Очередь шумно возмущалась. Лицо старой девы дрожало от ярости. Я с отвращением почувствовал, что вся моя ненависть сконцентрировалась на ее родинке.
— Я могу доказать вам, что я тот самый человек, который отправил письмо.
— Не кричите, я не глухая, — поморщилась женщина. — Я не имею права принимать такие решения.
— Тогда посоветуйтесь с заведующим.
— Не могу. Здесь слишком много народу. Мы загружены работой, понимаете?
— Мое дело — тоже часть вашей работы, — сказал я. Кто-то из очереди предложил вернуть мне письмо и не задерживать других. Женщина медлила, делая вид, будто чем-то занята, затем вышла и долго не возвращалась. Наконец она появилась, злая как собака. Потом порылась в корзине.
— Какое имение? — прошипела она.
— Лос-Омбуэс, — произнес я с ядовитым спокойствием.
После нарочито долгих поисков она вытащила письмо и, держа в руках, стала рассматривать, словно ей предлагали его купить, а она сомневалась в достоинствах товара.
— Здесь только адрес и инициалы, — сказала она.
— А это?
— Какие документы вы можете предъявить, чтобы доказать, что вы и есть автор письма?
— У меня есть черновик, — ответил я, протягивая его.
Она взяла листок, повертела и вернула назад.

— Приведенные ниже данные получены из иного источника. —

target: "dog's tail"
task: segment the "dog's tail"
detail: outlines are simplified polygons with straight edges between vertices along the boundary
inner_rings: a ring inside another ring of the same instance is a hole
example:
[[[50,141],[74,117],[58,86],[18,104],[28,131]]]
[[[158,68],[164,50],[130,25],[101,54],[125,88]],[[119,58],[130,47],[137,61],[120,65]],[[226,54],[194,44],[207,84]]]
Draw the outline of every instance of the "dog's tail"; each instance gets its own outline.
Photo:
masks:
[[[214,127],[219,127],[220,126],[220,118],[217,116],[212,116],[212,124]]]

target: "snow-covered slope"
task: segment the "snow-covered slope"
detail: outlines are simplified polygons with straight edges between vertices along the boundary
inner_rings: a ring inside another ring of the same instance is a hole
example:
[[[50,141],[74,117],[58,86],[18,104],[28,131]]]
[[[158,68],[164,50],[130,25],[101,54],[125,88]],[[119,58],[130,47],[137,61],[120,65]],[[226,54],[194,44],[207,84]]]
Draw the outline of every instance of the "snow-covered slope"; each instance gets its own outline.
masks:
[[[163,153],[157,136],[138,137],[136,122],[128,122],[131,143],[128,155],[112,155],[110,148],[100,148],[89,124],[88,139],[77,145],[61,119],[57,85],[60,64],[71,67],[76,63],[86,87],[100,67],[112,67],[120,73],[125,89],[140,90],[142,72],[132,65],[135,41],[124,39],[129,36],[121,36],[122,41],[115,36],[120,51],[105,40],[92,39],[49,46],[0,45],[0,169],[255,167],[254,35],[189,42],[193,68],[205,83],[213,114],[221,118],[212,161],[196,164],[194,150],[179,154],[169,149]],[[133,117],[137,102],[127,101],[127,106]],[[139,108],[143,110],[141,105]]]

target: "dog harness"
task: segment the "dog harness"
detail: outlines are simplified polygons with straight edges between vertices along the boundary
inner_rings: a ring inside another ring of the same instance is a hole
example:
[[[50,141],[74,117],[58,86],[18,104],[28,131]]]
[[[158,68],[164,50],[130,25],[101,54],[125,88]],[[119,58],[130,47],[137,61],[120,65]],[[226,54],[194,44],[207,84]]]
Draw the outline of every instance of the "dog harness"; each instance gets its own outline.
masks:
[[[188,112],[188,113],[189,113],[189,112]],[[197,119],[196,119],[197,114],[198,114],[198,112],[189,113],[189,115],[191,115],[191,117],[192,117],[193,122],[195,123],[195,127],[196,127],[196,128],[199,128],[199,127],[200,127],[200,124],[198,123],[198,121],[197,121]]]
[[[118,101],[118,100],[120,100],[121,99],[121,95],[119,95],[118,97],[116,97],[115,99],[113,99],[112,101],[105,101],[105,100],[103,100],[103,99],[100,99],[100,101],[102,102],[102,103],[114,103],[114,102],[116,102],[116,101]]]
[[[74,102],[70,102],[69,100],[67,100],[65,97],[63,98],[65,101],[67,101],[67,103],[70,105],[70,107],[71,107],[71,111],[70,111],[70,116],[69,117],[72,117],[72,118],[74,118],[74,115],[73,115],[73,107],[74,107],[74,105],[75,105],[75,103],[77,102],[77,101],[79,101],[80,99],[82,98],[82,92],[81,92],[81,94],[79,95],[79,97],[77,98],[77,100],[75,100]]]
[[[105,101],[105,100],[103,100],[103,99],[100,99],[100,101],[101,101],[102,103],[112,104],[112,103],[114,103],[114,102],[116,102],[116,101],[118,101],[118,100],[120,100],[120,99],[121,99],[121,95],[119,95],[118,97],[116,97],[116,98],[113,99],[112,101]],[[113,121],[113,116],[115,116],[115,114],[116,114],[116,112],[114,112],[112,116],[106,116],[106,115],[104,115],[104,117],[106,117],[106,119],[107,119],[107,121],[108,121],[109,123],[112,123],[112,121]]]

— А как установить, что это черновик данного письма?
— Очень просто: вскрыть конверт и сверить.
Она в сомнении помолчала, затем посмотрела на запечатанный конверт и спросила:
— А как мы откроем письмо, не зная, что оно ваше? Я не имею на это права.
Очередь вновь стала возмущаться. Мне хотелось совершить что-нибудь чудовищное.
— Этот документ не годится, — заключила фурия.
— Может, удостоверение личности вас удовлетворит? — поинтересовался я с насмешливой вежливостью.
— Удостоверение личности?
Она подумала, снова посмотрела на конверт и заявила:
— Нет, одного удостоверения недостаточно, потому что на конверте указаны только инициалы. Вы должны будете показать мне, где вы проживаете. Или военный билет, потому что там есть сведения о местожительстве.
Она подумала еще и добавила:
— Хотя вряд ли вы живете в одном и том же месте с восемнадцати лет. Так что необходимо предъявить и отметку о местожительстве.
Я не мог сдержать нарастающую ярость и почувствовал — она распространяется на Марию и, самое странное, на Мими.
— Отправляйте его, как есть, и убирайтесь к черту! — закричал я, поворачиваясь спиной.
Я вышел с почтамта в скверном настроении и даже подумал, не вернуться ли к окошку и не поджечь ли корзину с письмами. Но как? Бросить спичку? Она скорее всего потухнет на лету. Пламя могло бы возникнуть от струйки бензина, но это вызвало бы много осложнений. Во всяком случае, мне захотелось подождать у выхода до конца рабочего дня и оскорбить старую деву.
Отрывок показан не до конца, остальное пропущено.